Darren Brown

Personal information
- Born: 29 April 1969 (age 56) Sydney, New South Wales, Australia

Playing information
- Position: Lock, Second-row, Centre, Five-eighth
Club
| Years | Team | Pld | T | G | FG | P |
| 1989–90 | South Sydney | 35 | 6 | 1 | 0 | 26 |
| 1991 | Canterbury Bulldogs | 9 | 4 | 3 | 0 | 22 |
| 1992–93 | South Sydney | 35 | 12 | 0 | 0 | 48 |
| 1994 | Western Suburbs | 3 | 0 | 0 | 0 | 0 |
| 1994–98 | Penrith Panthers | 65 | 11 | 0 | 0 | 44 |
| 1999–01 | Salford City Reds | 61 | 12 | 12 | 0 | 72 |
|  | Total | 208 | 45 | 16 | 0 | 212 |
- Source:

= Darren Brown (rugby league) =

Australian rugby league footballer (born 1969)

Darren Brown (born 29 April 1969) is an Australian former professional rugby league footballer who played for the South Sydney Rabbitohs, Canterbury-Bankstown Bulldogs, Western Suburbs Magpies and the Penrith Panthers. Brown also played for Trafford Borough in England and for the Salford City Reds in the Super League. He spent most of his career as a lock or second rower, but could also play in the backline.

==Background==
Brown was born in Sydney and raised in Redfern, New South Wales. He played his junior football with Zetland Magpies, Mascot Jets and Waterloo Waratahs in the South Sydney Juniors, as well as the Brighton Seagulls in the St George Juniors.

==Rugby league career==
Brown began his first-grade career at South Sydney (first grade player #774) in the 1989 NSWRL season and had two stints at the club.

In between his South Sydney stints he played the 1990 off season with English club Trafford Borough and then returned to Australia for the 1991 season with Canterbury (first grade player #559), where he featured as a centre and five-eighth, with a highlight being a hat-trick of tries in a win over Eastern Suburbs.

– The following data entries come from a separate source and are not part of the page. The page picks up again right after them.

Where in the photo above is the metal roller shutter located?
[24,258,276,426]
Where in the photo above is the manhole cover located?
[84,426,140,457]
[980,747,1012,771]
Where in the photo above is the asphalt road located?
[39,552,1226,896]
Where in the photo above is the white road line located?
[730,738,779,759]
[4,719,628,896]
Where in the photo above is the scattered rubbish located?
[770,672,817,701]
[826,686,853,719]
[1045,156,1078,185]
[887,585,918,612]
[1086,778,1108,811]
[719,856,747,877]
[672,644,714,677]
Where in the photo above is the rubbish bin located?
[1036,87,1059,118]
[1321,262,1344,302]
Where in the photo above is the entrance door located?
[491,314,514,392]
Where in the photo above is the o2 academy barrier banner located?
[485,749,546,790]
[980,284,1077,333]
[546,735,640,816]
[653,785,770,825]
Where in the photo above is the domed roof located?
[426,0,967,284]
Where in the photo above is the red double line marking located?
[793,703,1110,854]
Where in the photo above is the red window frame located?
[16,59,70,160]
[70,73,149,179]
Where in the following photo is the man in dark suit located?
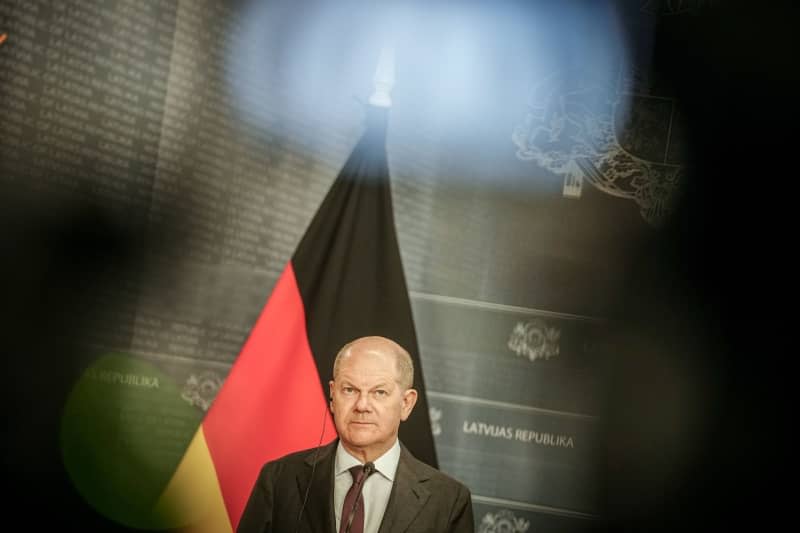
[237,337,474,533]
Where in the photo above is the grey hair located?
[333,336,414,389]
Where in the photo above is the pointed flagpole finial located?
[369,46,394,107]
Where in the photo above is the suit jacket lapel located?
[378,448,430,533]
[297,440,339,533]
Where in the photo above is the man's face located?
[329,341,417,461]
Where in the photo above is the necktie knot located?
[350,465,364,483]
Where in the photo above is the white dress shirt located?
[333,440,400,533]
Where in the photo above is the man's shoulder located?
[263,443,335,470]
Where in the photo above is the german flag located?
[157,107,437,533]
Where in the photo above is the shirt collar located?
[334,439,400,481]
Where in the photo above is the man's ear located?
[400,389,417,422]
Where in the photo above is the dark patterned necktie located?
[339,465,364,533]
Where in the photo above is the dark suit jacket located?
[237,440,475,533]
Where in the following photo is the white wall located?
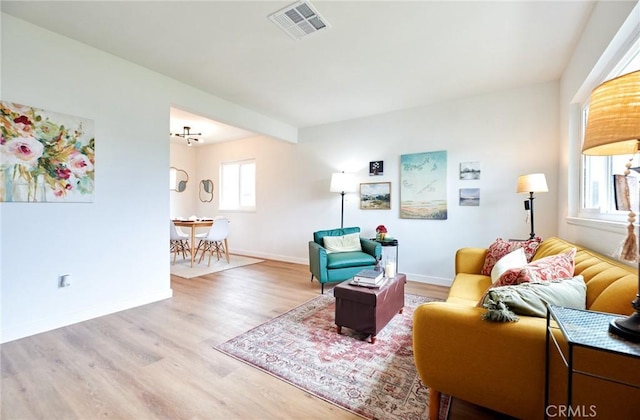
[0,14,297,341]
[557,1,640,256]
[167,140,198,219]
[0,3,630,341]
[197,83,559,284]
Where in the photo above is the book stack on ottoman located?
[333,273,407,343]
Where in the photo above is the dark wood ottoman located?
[333,273,407,343]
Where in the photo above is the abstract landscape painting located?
[0,101,95,202]
[360,182,391,210]
[460,188,480,206]
[400,150,447,220]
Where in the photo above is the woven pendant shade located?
[582,71,640,156]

After returning to South Sydney for a further two years, Brown joined Western Suburbs (first grade player #974) in the 1994 season and played lock in the first three rounds. He was then sacked by Western Suburbs following his involvement in a brawl outside Canterbury Leagues Club and finished the season with Penrith (first grade player #361).

Used as a forward, Brown continued to play for Penrith for another four seasons, which included two finals appearances in the 1997 Super League season.

From 1999 to 2001 he returned to play in England for the Salford Red Devils (first grade player #965), which he captained.

==Personal life==
Since retiring from rugby league Brown has worked as a real estate agent and is currently employed as a stevedore (wharfie) on the Port Botany waterfront. In 2016 Brown walked 858 kilometres from the Gold Coast to Sydney with his mates from Rise Foundation Australia to raise awareness for suicide prevention and mental health issues. In 2019 Brown began co-hosting Rabbitohs Radio, a weekly rugby league podcast covering the South Sydney Rabbitohs. In the podcast Brown and close mate Grant Chappell examine Rabbitohs team news, performances and interview special guests.